In Bayesian optimization (Garnett 2023), we seek to find the global optimum of a function \(f\left(\vec{x}^{*}\right)\), where \(f:\;\vec{x} \in \mathbb{R}^N \to z \in \mathbb{R}\). We seek to do this with a minimum number of samples of \(\vec{x}\), \(N_s\), so as to reduce the computational cost of finding \(f\left(\vec{x}^{*}\right)\), especially when \(f\) is computationally expensive. To make repeated evaluations of \(f\) amenable, we replace \(f\) with its inexpensive statistical surrogate \(\hat{f}\) (also known as a meta-model, or emulator). To reduce the total number of samples, as well as to find samples that are most informative of \(f\), we define a data acquisition function (DAF), \(\alpha_t\left(\vec{x}\right)\). The DAF maximises mutual information to find the most informative next sample or samples for \(f\) (or \(\hat{f}\)) after it has been fitted on all of the previous samples.
Bayesian optimization has been widely used in applications where each additional sample is computationally expensive to utilize, e.g. in changing the hyper– and meta– parameters of a deep learning model (Garnett 2023), where retraining a model may take days of computational time. It is also a good approach to replicate simulations from numerical models of physical systems, which can be very expensive and often depend on many parameters that are hard to tune (see e.g. Khatamsaz et al. (2023)).
In our case, \(f(\vec{x})\) is the ADCIRC storm surge model, and the optimisation points \(\vec{x}_s = (\chi, c, V_t)\) are TC track parameters (the inputs to ADCIRC), not hyper-parameters of the GP or the storm-surge model itself. Rather than tuning the parameters of the numerical storm-surge model, we aim to change the characteristics of the idealized TC used to force it.
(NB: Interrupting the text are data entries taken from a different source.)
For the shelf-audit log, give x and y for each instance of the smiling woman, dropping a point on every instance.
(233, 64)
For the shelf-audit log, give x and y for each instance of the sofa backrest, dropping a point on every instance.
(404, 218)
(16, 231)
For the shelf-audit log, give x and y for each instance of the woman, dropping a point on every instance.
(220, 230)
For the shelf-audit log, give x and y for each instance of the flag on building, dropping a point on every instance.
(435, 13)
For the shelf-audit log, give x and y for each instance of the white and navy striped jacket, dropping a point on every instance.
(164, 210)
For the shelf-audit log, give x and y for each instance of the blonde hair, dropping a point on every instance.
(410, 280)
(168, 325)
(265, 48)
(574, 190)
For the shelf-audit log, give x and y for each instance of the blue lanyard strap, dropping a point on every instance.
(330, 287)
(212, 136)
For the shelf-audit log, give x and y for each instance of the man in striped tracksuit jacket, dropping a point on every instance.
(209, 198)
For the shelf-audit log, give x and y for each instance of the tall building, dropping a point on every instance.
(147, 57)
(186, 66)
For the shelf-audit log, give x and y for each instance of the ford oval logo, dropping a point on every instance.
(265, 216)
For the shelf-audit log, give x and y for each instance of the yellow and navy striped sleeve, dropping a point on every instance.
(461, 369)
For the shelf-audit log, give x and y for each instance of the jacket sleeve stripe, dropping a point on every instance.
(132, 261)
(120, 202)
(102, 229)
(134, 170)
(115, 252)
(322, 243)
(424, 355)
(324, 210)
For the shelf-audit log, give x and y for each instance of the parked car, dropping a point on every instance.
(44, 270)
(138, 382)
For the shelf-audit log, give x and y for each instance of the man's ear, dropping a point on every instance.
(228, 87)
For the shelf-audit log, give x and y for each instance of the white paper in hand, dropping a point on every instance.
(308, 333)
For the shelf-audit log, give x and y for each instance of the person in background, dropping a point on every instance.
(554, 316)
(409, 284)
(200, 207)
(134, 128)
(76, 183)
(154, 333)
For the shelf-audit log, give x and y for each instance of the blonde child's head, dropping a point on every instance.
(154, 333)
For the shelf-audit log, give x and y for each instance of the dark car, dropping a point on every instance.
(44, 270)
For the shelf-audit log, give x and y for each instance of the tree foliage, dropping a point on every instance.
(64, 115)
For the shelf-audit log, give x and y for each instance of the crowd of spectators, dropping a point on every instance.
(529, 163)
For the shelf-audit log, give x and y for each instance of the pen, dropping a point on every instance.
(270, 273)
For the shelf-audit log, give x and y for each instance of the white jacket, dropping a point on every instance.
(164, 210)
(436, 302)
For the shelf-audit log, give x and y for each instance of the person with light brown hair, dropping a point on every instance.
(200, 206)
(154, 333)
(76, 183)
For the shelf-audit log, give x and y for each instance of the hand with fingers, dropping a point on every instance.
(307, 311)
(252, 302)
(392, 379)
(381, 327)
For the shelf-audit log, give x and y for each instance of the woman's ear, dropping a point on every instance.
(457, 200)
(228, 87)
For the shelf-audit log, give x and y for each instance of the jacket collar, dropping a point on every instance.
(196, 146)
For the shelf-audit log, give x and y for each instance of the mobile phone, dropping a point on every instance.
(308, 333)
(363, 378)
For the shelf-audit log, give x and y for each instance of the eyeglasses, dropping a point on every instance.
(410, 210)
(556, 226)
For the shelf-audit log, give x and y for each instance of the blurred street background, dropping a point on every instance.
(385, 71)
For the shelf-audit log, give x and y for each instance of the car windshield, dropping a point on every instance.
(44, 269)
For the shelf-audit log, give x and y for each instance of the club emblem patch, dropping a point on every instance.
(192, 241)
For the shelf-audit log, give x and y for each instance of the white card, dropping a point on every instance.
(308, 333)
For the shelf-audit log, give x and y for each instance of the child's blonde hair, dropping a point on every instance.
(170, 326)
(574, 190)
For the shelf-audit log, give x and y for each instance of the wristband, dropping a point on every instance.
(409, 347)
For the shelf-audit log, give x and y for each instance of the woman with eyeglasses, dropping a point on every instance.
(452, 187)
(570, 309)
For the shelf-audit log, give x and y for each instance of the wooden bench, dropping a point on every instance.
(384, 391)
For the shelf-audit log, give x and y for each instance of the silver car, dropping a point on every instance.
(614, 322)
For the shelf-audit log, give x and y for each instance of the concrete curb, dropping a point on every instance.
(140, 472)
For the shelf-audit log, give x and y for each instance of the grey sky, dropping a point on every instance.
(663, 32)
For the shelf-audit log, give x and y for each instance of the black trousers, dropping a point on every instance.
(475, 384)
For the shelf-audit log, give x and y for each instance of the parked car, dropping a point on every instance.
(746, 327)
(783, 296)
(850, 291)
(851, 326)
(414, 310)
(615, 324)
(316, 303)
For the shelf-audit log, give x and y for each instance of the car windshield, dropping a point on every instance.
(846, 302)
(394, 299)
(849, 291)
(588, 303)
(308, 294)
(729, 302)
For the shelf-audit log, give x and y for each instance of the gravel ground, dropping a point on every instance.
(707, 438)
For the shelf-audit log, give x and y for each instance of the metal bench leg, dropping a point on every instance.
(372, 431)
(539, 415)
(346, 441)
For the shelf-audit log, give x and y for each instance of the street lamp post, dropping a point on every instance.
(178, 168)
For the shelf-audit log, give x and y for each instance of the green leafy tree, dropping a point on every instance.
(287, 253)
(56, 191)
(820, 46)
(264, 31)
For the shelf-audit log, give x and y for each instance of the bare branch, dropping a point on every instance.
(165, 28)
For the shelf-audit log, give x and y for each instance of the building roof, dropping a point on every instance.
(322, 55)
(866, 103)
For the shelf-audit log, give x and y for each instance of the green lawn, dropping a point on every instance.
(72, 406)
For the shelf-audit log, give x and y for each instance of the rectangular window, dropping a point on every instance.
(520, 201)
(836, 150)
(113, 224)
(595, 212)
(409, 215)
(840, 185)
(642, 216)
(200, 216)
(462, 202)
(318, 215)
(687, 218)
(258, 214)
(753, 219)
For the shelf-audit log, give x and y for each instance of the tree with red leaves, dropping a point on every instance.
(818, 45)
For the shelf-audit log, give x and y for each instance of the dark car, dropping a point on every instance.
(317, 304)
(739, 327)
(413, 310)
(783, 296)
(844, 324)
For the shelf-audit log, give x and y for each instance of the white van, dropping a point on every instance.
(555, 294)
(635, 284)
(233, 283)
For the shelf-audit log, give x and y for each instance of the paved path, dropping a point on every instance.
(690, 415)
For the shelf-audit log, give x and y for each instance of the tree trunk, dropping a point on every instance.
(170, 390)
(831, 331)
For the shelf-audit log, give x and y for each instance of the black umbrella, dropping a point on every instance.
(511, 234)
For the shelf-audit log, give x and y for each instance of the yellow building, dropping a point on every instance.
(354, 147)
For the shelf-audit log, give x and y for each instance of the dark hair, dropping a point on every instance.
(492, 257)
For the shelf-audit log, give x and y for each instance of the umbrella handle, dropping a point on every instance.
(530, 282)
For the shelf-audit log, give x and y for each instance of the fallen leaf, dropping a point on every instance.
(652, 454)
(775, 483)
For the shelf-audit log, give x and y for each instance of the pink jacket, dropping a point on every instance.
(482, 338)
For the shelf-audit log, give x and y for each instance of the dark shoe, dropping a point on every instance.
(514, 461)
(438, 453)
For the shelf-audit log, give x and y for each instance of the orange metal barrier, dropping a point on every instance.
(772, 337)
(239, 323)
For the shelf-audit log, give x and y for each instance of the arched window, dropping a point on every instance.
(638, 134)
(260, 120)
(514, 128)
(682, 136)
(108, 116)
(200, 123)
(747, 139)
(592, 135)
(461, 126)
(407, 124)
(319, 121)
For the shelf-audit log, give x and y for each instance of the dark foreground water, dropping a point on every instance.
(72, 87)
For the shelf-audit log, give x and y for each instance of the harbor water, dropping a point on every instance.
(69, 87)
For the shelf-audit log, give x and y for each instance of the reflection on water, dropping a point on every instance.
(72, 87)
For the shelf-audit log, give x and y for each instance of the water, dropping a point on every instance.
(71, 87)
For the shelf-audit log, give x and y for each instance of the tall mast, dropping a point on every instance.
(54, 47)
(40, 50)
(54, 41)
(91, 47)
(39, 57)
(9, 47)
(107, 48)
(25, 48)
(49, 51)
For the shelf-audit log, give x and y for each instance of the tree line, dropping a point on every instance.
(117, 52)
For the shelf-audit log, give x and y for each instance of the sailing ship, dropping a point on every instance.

Defining the limits of the TC characteristics \(\vec{x}\), we can sequentially run ADCIRC with different sets of TC characteristics and produce values of the resulting maximum storm surge heights at a point \(z\); to be consistent with the derivation of the potential size, we use the azimuthally symmetric wind profile of Chavas et al. (2015) to define the TC that forces the ADCIRC model in terms of the TC characteristics. We choose to set the wind profile’s maximum velocity, \(V_{p}\), and outer radius, \(r_a\), to the potential intensity and potential size limit calculated for the respective year. These could also be varied but to reduce the degrees of freedom we assume that the largest surge will occur during the most intense and largest storm. In addition, we assume that the TC travels on a line of constant bearing and speed, which has three degrees of freedom: the bearing of the trajectory \(\chi\), displacement east and west of the trajectory \(c\), and the translation speed \(V_t\) (similar parameters to those of Hashemi et al. (2016)). We limit our modelling to the simulation of surge, and omit tides to eliminate the variability due to the tidal cycle.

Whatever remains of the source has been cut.